How about the football aspect of things?
We haven’t even hardly touched on that yet.
Lance, as a player, is fascinating to watch and try to evaluate. North Dakota State ran an offense that accentuated his strengths. In 17 starts for the team, Lance threw the ball an average of 19 times per game while the team ran the ball 45 times per game.
Justin Fields’ offenses at Ohio State averaged 45 runs per game as well (roughly) in his two seasons as the starter, but he averaged closer to 28/29 pass attempts per game.
The 19 throws per game for Trey Lance is a low figure, but it also proved to be a path to success recently for Josh Allen, who required plenty of patience for the Buffalo Bills.
Although Allen is considered a major outlier in terms of his huge leap as a passer (dead least in the league in completion percentage to an MVP candidate overnight), he was able to help the Buffalo Bills get to the postseason with his playmaking ability as both a passer and runner.
Even if you consider the possibility that Lance could be dead last in the league in completion percentage and still help the Broncos to the playoffs, isn’t that ultimately where everyone wants the team to be?
Again, whether it’s Lock or Lance, returning to the playoffs is goal number one. If the Broncos do it with both guys on the roster, who cares who is the one to get it done?
There is nothing more valuable on an NFL roster than a quarterback.
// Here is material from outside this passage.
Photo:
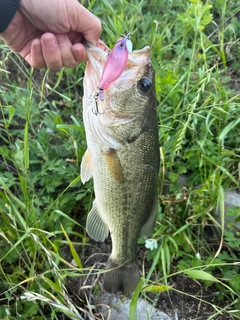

The old adage if you have two quarterbacks you have none is not applicable in this instance because it only applies if you have two guys who are proven to be below-average options.
At this point, Trey Lance and Drew Lock should both be considered options with upside at the game’s most valuable position.
Lance has proven he has elite arm talent and he is unquestionably the best running quarterback in this draft. Yes, that includes Justin Fields. Lance is the premier option when it comes to making plays with his legs.
Even as a passer, Lance put throws on tape that are outstanding. Much has been made of the talent discrepancy at North Dakota State compared to other schools, and there’s no denying that NDSU has been an FCS powerhouse. With that being said, Lance could only make lemonade with the ingredients he was provided.
He showed he can put the ball on a rope and be accurate to all levels of the field. He showed he can go through progressions. He showed areas of weakness as well or poor judgment despite having zero interceptions in 2019 (he threw a pick in NDSU’s showcase game in 2020), but Lance’s talent is too tantalizing to be hung up on his mistakes at the age of 19.